En los medios de comunicación de Puerto Rico, por décadas, se ha practicado el “blackface”. Personas que no se autoidentifican como Negras pintan sus rostros de negro para caracterizar personajes a través de la comedia. Estas caracterizaciones ridiculizan la Negritud y promueven el racismo a través del prejuicio y el discrimen contra personas Negras. Casi una veintena de personajes en “blackface”, se han identificado en la televisión insular: Diplo, Chianita, Pirulo el Colorao, Peyo el prieto, Pedro Fosas Nasales, Willie el merenguero, entre otros.

Recientemente, la actriz Ángela Meyer preguntó a su público, en su cuenta de Facebook, si debía revivir el personaje de Chianita durante la época eleccionaria. El sondeo de Meyer sirvió para ratificar la necesidad de enseñarle a ella, a sus homólogas/os comediantes y a la audiencia sobre las prácticas anti-Negritud que se producen a diario en la isla.

Con un acto de educación antirracista, enmarcado en el Decenio Internacional para las/os Afrodescendientes (2015-2024) de las Naciones Unidas, un grupo intergeneracional de profesionales llevó a cabo una manifestación para enterrar la práctica del “blackface” en Puerto Rico. El reclamo ha propiciado reacciones que metaforizan las etapas de duelo del racismo en Puerto Rico.  

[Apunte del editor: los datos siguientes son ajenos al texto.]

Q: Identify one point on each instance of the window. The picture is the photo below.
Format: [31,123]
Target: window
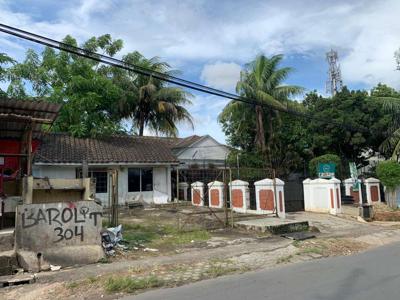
[101,179]
[133,180]
[147,180]
[140,179]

Negación. ¿Cuál es el problema con que comediantes se pinten de negro? ¿Qué pasa con el “blackface”? ¿Qué hay de malo con que hagan reír al público? Si usted no puede responder esas preguntas, no reconoce cómo opera el racismo. Cuando una persona no-Negra recurre a pintarse la cara de negro para caracterizar un personaje, violenta la dignidad de las personas Negras.

Ira. ¡Entierran el “blackface” en Puerto Rico y se ensañan con actores y actrices que están haciendo su trabajo! ¡Gente acomplejada que se mete con las habichuelas de la clase artística del país! Si usted cree que para hacer reír es necesario burlarse y ridiculizar, desconoce que el “blackface” es una agresión que hiere a las personas evidentemente Negras. Además, minimiza el talento de las/os artistas que bien pueden recurrir a otras formas de sacarle carcajadas a su público.  

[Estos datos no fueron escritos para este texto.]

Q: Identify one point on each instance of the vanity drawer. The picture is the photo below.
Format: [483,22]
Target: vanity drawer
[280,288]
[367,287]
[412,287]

Negociación. ¡Yo no soy racista!, asegura mucha gente en un país donde la mayoría se autoidentifica fenotípicamente como blanca. Si usted piensa que no es racista porque pertenece a la “gran familia puertorriqueña” (Rivero, 2005) y es producto de la mezcla de tres únicas razas, o porque tiene familia y amistades Negras, no sabe que el racismo se manifiesta desde el reconocimiento. Usted se coloca en una posición de superioridad y ubica a la persona Negra en un espacio de inferioridad. Seguramente, usted canta a viva voz, sin cuestionarse, que Puerto Rico es la “tierra donde vive el blanco junto al Negro en armonía”.

Depresión. Enterrar personajes de comedia es un ataque personal, dice alguna gente; atenta contra la libertad de expresión, reclama otro puñado de personas. Si usted le coge pena a quienes perpetúan un problema, se olvida de quiénes son las víctimas y por qué hay personas que padecen la invisibilización. No es consciente que a las personas Negras se les visibiliza desde la marginación.

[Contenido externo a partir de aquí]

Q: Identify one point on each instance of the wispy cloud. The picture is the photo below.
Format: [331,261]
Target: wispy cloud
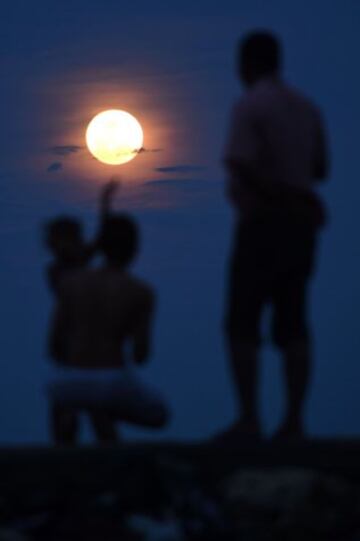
[56,166]
[65,150]
[183,169]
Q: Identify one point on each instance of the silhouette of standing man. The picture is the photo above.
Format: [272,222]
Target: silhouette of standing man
[275,154]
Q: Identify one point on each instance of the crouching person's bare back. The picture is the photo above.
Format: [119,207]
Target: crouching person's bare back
[101,329]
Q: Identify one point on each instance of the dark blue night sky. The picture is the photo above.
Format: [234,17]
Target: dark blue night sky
[170,64]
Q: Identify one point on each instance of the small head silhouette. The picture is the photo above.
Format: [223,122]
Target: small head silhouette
[259,55]
[63,237]
[119,240]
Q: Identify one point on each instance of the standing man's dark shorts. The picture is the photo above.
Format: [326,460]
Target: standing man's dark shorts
[272,262]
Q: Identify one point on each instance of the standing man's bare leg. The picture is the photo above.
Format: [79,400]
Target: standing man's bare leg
[297,371]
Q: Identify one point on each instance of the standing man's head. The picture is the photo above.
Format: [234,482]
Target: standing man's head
[259,56]
[119,240]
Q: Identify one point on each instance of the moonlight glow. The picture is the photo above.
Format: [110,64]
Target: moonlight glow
[114,137]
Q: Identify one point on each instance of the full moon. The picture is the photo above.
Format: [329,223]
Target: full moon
[114,137]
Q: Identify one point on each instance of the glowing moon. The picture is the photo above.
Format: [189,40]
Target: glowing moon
[114,137]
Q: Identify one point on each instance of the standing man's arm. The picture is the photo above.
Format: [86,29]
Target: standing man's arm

Aceptación. El entierro al “blackface” en Puerto Rico no solo destapó el prejuicio y la discriminación por raza; también, develó el clasismo y la xenofobia flagrantes. Identificar tantos personajes contemporáneos en “blackface” da cuenta de cuan normalizado e institucionalizado está el racismo en la sociedad puertorriqueña.

El entierro al “blackface” ha producido un diágnóstico inequívoco y ha propiciado la resurrección de la Negritud para quienes la pensaban agonizante. La inhumación del “blackface” ha permitido el desarrollo de estrategias para contrarrestar los discursos racistas. El sepelio alegórico ha despertado una coalición entre Negras, Negros y Afrodescendientes que utilizan la educación antirracista para combatir el racismo en Puerto Rico desde diversos frentes. Ha renacido la celebración de una Negritud dignificada.